Staartmees
Een bolletje met een staartje
Gepubliceerd: 4 december 2020
Het groepje blijft bijeen
Ik sta in de keuken op te ruimen en buiten regent het zachtjes. Het is een typische herfstdag en het is zelfs zo stil in huis dat ik de korte felle ’sisisi’ roepgeluiden die van buiten komen, goed kan horen. In de kale prunusboom naast ons huis zitten enkele staartmezen. Ze lijken te genieten van het zachte regenbuitje en intussen lekker hun veren te poetsen. Tijdens deze poetsbeurt blijven ze constant naar elkaar roepen. Wanneer er eentje klaar is met poetsen en weer verder vliegt blijven ze contact houden door middel van dezelfde roepgeluidjes. Ze blijven als groepje bijeen en wachten rustig tot de laatste zich weer heeft aangesloten bij de groep. Buiten het broedseizoen leven ze in deze rondtrekkende groepjes die vaak bestaan uit ongeveer 20 tot 60 staartmezen en regelmatig vliegen er in deze groepjes ook nog mezensoorten mee.
Opvallend vogeltje
Hoewel de naam staartmees doet vermoeden dat het familie van de pimpelmees en koolmees is, behoren ze niet hiertoe. Dit ongeveer 14 cm grootte zangvogeltje komt namelijk uit de familie van staartmezen, terwijl de pimpelmees en koolmees uit de familie van echte mezen komen. De staartmees is dankzij zijn zeer lange zwart met witte staart van 7 cm een opvallend vogeltje. Je kunt ze misschien wel het beste omschrijven als een bolletje met staart. Zijn kopje is wit met brede, zwarte wenkbrauwstrepen.
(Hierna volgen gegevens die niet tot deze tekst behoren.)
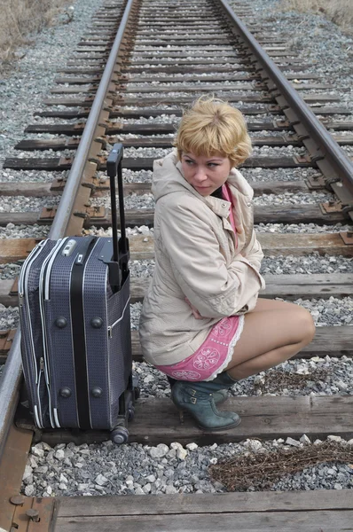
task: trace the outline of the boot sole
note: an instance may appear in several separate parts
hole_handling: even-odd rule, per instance
[[[238,425],[240,425],[241,423],[241,418],[239,418],[239,421],[234,421],[234,423],[232,425],[228,425],[227,426],[219,426],[216,428],[210,428],[208,426],[203,426],[202,425],[198,425],[198,427],[200,428],[203,431],[207,431],[207,432],[217,432],[220,430],[228,430],[230,428],[234,428],[234,426],[238,426]]]

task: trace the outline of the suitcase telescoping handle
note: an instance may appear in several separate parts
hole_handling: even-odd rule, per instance
[[[125,231],[125,211],[124,211],[124,197],[122,190],[122,160],[123,154],[122,144],[114,144],[113,150],[109,153],[106,160],[106,172],[110,178],[110,196],[112,205],[112,230],[113,230],[113,260],[119,262],[119,247],[118,247],[118,218],[116,212],[116,188],[115,177],[118,176],[118,193],[119,193],[119,213],[120,213],[120,231],[121,231],[121,251],[127,253],[128,246],[126,242]]]
[[[119,290],[129,275],[129,240],[126,238],[124,192],[122,188],[122,144],[114,144],[106,160],[106,171],[110,178],[110,195],[112,206],[113,261],[109,265],[111,285]],[[119,214],[121,238],[118,242],[118,219],[116,212],[115,177],[118,176]],[[115,266],[118,265],[116,269]],[[122,270],[122,276],[119,269]]]

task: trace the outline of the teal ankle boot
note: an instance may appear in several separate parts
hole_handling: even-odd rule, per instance
[[[217,379],[218,379],[218,377],[217,377]],[[168,377],[168,380],[169,381],[170,389],[173,387],[173,386],[176,384],[176,382],[177,382],[177,380],[176,380],[175,379],[172,379],[171,377]],[[234,384],[234,382],[235,382],[235,380],[232,382],[232,384]],[[230,384],[229,387],[231,387],[231,385]],[[227,388],[229,387],[227,386]],[[228,392],[226,389],[213,392],[212,395],[213,395],[213,399],[214,399],[216,404],[222,404],[228,399]]]
[[[196,419],[198,426],[206,430],[224,430],[237,426],[240,423],[238,414],[221,412],[216,406],[213,393],[222,388],[224,388],[224,384],[215,380],[177,380],[171,388],[171,399],[181,413],[181,420],[186,411]]]

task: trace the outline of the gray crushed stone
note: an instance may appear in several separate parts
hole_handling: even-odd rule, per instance
[[[327,440],[331,438],[337,441],[337,436],[328,436]],[[80,446],[60,443],[51,449],[40,442],[31,449],[21,492],[27,497],[222,493],[225,488],[209,475],[212,464],[250,451],[302,448],[318,442],[320,440],[311,442],[306,434],[300,440],[248,439],[240,443],[206,447],[194,442],[185,447],[178,442],[155,447],[140,443],[118,447],[105,442]],[[351,445],[353,441],[349,443]],[[349,488],[353,488],[351,465],[335,463],[333,457],[332,462],[281,477],[271,489],[287,491]],[[255,489],[250,487],[247,491]]]

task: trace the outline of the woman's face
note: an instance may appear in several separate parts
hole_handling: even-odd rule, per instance
[[[231,168],[228,157],[221,153],[208,157],[183,153],[181,163],[184,178],[201,196],[224,184]]]

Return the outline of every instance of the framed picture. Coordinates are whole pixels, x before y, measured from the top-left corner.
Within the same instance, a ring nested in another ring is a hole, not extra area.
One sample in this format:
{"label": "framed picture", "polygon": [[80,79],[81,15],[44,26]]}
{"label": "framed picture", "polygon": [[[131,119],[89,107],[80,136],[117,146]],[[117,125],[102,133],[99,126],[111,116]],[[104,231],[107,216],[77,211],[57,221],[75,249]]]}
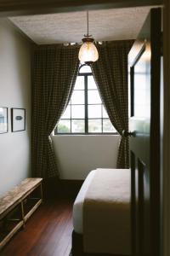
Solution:
{"label": "framed picture", "polygon": [[8,108],[0,107],[0,133],[5,133],[8,131]]}
{"label": "framed picture", "polygon": [[20,131],[26,130],[26,109],[11,108],[12,131]]}

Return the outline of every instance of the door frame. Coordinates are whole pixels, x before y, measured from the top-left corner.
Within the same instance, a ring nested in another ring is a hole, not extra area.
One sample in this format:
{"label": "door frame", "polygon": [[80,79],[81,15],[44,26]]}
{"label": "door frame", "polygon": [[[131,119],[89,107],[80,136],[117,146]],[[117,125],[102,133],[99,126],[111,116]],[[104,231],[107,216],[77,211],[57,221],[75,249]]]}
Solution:
{"label": "door frame", "polygon": [[170,255],[170,3],[169,0],[0,0],[0,17],[30,14],[61,13],[75,10],[99,9],[162,4],[163,7],[163,134],[162,143],[162,256]]}
{"label": "door frame", "polygon": [[164,71],[164,122],[163,122],[163,256],[170,255],[170,3],[164,0],[163,9],[163,71]]}

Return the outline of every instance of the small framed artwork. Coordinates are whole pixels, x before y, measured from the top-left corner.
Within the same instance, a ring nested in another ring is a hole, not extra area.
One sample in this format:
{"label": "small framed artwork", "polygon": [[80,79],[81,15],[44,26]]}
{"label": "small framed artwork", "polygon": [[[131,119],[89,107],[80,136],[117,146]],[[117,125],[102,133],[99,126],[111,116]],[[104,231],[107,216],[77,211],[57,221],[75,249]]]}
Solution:
{"label": "small framed artwork", "polygon": [[0,133],[6,133],[8,131],[8,108],[0,107]]}
{"label": "small framed artwork", "polygon": [[12,131],[20,131],[26,130],[26,109],[11,108]]}

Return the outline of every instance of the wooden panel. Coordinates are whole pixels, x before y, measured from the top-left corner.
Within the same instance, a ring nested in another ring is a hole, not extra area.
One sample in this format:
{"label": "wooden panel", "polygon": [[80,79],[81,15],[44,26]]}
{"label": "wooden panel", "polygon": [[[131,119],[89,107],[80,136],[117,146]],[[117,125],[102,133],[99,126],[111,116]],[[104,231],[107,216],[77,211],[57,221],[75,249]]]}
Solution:
{"label": "wooden panel", "polygon": [[33,191],[42,178],[26,178],[0,198],[0,219]]}
{"label": "wooden panel", "polygon": [[57,13],[72,10],[122,8],[162,4],[162,0],[2,0],[0,15]]}

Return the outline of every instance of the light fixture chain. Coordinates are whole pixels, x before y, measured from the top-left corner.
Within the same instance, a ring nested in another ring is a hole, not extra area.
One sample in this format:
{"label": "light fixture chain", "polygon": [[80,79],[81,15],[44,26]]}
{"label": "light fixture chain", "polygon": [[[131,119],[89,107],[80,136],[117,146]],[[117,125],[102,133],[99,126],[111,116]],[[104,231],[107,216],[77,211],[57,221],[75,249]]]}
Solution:
{"label": "light fixture chain", "polygon": [[87,20],[88,20],[88,10],[87,11]]}

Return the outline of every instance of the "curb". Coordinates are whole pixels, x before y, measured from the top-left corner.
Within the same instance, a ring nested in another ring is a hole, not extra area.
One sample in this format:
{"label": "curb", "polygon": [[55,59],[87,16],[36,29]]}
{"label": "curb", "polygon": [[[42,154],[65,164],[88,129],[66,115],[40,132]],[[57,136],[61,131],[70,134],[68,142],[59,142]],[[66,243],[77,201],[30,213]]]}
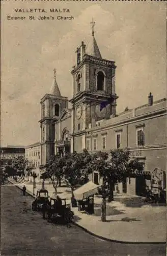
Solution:
{"label": "curb", "polygon": [[[9,181],[9,182],[10,182],[12,184],[15,184],[15,183],[13,183],[12,182],[11,182],[10,181],[8,180],[8,181]],[[19,188],[20,189],[22,190],[22,188],[21,187],[20,187],[19,186],[18,186],[18,184],[15,184],[15,185],[18,188]],[[35,197],[36,197],[35,196],[33,196],[32,195],[32,193],[30,191],[26,190],[26,193],[29,196],[33,197],[33,198],[35,198]],[[97,238],[99,238],[100,239],[102,239],[102,240],[106,241],[107,242],[112,242],[112,243],[117,243],[125,244],[150,244],[150,245],[161,244],[161,245],[166,245],[166,243],[165,242],[131,242],[131,241],[128,242],[128,241],[122,241],[122,240],[114,240],[114,239],[110,239],[109,238],[105,238],[104,237],[101,237],[101,236],[99,236],[98,234],[96,234],[95,233],[93,233],[91,231],[89,230],[88,229],[85,228],[84,227],[80,226],[80,225],[76,223],[74,221],[72,221],[72,223],[74,225],[75,225],[75,226],[77,226],[77,227],[79,227],[80,228],[81,228],[85,232],[89,233],[90,234],[91,234],[93,237],[96,237]]]}
{"label": "curb", "polygon": [[109,238],[105,238],[104,237],[101,237],[101,236],[99,236],[98,234],[96,234],[95,233],[93,233],[91,231],[87,229],[86,228],[78,224],[74,221],[72,221],[72,223],[75,225],[76,226],[80,227],[87,233],[91,234],[93,237],[96,237],[97,238],[99,238],[102,239],[102,240],[106,241],[107,242],[112,242],[112,243],[117,243],[119,244],[148,244],[148,245],[153,245],[153,244],[162,244],[162,245],[166,245],[165,242],[131,242],[131,241],[124,241],[122,240],[115,240],[114,239],[110,239]]}

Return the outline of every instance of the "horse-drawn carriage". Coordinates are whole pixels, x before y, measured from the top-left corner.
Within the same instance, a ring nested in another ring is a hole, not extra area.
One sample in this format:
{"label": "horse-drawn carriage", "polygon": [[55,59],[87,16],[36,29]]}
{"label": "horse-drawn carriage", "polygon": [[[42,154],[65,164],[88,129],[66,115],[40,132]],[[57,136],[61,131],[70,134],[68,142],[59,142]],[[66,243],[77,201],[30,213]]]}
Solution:
{"label": "horse-drawn carriage", "polygon": [[43,204],[50,204],[49,198],[47,189],[43,188],[38,189],[37,191],[36,198],[32,203],[32,210],[42,210]]}
{"label": "horse-drawn carriage", "polygon": [[50,207],[47,208],[47,210],[48,220],[55,223],[66,223],[70,224],[74,213],[71,210],[70,204],[66,203],[66,199],[61,199],[60,201],[61,203],[59,203],[59,199],[56,197],[50,198]]}
{"label": "horse-drawn carriage", "polygon": [[70,204],[66,203],[66,199],[52,196],[49,201],[49,198],[47,190],[38,190],[36,198],[32,203],[33,210],[44,211],[44,215],[45,213],[47,215],[48,221],[69,224],[74,213],[71,210]]}

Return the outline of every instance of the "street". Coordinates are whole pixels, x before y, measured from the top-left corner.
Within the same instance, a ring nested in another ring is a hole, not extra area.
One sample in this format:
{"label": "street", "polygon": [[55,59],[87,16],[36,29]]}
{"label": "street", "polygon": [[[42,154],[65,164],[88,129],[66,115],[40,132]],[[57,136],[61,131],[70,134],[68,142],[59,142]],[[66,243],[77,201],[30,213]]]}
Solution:
{"label": "street", "polygon": [[165,245],[106,242],[79,227],[49,223],[31,209],[33,198],[14,185],[1,186],[3,256],[165,255]]}

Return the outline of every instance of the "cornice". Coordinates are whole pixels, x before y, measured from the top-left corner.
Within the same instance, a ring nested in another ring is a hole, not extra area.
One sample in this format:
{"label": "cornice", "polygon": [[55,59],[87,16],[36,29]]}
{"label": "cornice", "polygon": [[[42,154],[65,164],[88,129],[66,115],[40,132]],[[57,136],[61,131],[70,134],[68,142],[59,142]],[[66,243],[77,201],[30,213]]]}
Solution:
{"label": "cornice", "polygon": [[[108,123],[106,124],[103,126],[98,126],[91,128],[90,129],[87,129],[87,132],[89,131],[92,132],[97,132],[97,131],[105,131],[105,130],[108,130],[109,128],[113,128],[116,127],[116,128],[122,125],[127,125],[129,123],[133,123],[138,121],[144,121],[145,120],[149,119],[150,118],[153,117],[155,118],[159,116],[163,116],[166,114],[166,108],[164,108],[159,110],[156,110],[156,111],[153,111],[152,112],[149,112],[149,113],[146,113],[145,114],[141,115],[140,116],[136,116],[133,117],[130,117],[126,120],[123,120],[116,122],[114,123]],[[117,117],[116,117],[116,118]],[[113,118],[113,119],[114,119]],[[112,119],[110,119],[112,120]]]}
{"label": "cornice", "polygon": [[[112,94],[112,97],[114,99],[118,99],[118,96],[116,94]],[[110,94],[106,94],[105,92],[102,93],[99,93],[98,92],[91,92],[90,91],[84,91],[81,92],[79,94],[76,94],[74,98],[70,99],[69,102],[71,103],[75,103],[76,102],[79,100],[79,99],[82,99],[84,102],[86,101],[90,100],[90,102],[93,100],[97,101],[97,103],[100,103],[101,100],[107,100],[110,99]]]}
{"label": "cornice", "polygon": [[41,98],[40,101],[40,103],[43,103],[45,99],[63,99],[63,100],[68,100],[67,97],[63,97],[60,96],[53,95],[52,94],[49,94],[46,93],[45,95]]}
{"label": "cornice", "polygon": [[117,67],[115,65],[115,61],[114,61],[114,60],[109,60],[105,59],[100,59],[91,55],[89,55],[88,54],[85,54],[81,62],[71,71],[71,73],[72,74],[75,73],[78,71],[78,70],[80,69],[82,66],[83,66],[86,63],[93,63],[96,65],[100,64],[101,65],[103,65],[105,67],[107,66],[109,67],[114,68],[114,69],[116,69],[117,68]]}
{"label": "cornice", "polygon": [[58,121],[58,118],[54,118],[54,117],[45,117],[43,118],[42,118],[42,119],[38,121],[38,122],[42,123],[44,122],[45,121],[49,120],[49,121],[51,121],[50,122],[54,123],[55,122],[57,122]]}

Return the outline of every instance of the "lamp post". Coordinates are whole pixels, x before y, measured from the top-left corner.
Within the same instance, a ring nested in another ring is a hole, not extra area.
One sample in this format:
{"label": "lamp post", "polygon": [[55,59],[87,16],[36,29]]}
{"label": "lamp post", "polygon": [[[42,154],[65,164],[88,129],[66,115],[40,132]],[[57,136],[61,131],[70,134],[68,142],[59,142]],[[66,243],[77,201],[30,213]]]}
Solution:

Hun kleine lijfje is wit rozig en hij heeft een zwarte met bruine rug. Je vindt vaak ze in oudere parken met struikgewassen, in loof- en gemengde bossen en in je eigen achtertuin als je daar vetbolletjes heb opgehangen. Ze komen vrijwel nooit op de grond.
Lichtgewicht
De staartmezen in Nederland zijn voornamelijk standvogel, dit betekent dat ze in de winter meestal binnen hun eigen broedgebied rondtrekken. Soms is in oktober enige doortrek waarneembaar, maar dit gebeurt zelden. Omdat er op hun menu voornamelijk insecten staan, gebeurt het in een strenge winter vaak dat er vele staartmezen sterven. Insecten zijn in de winter nu eenmaal niet makkelijk te vinden. Dankzij hun geringe lichaamsgewicht van 7 tot 10 gram zijn ze gelukkig wel instaat om zelfs de allerdunste takjes af te zoeken.
Broeden
In de lente bouwt de staartmees laag in de struiken een nest van veren, spinrag, schors, mos en korstmossen. Dit nest is eivormig en heeft een ingang aan de voorzijde. In het nest legt het vrouwtje 8 tot 12 witte eieren. Door haar lange staart kan het vrouwtje niet gewoon op de eieren zitten. Ze past zich aan door haar staart over haar rug te leggen of haar staart te buigen. Het vrouwtje neemt het bebroeden van de eieren voor haar rekening. Na ongeveer 14 tot 18 dagen komen de eieren uit. Het mannetje en vrouwtje zorgen nu gezamenlijk voor de jongen, die na twee weken zullen uitvliegen. Staartmezen broeden meestal tweemaal per jaar.
Witkopstaartmees
In het noorden en het oosten van Europa leven er staartmezen waarbij de wenkbrauwstrepen ontbreken, hierdoor is hun hele kop wit . Deze vogeltjes zijn vooral in de winter ook in Nederland te zien en worden gerekend tot een aparte ondersoort. Vooral de laatste weken komen er diverse waarnemingen binnen van deze witkopstaartmezen. Helaas heb ik deze zelf nog niet gespot, maar ieder najaar en voorjaar wordt deze wel in het Zwanenwater gezien.
Vetbolletje
Wil je trouwens staartmezen en andere vogeltjes zien en ze tegelijkertijd de winter door helpen. Hang dan nu bolletjes vet op. Haal het plastic zakje er wel af zodat de vogeltjes hier niet in verstrikt raken of deze per ongeluk meenemen en het netje als zwerfafval in de natuur achterblijft.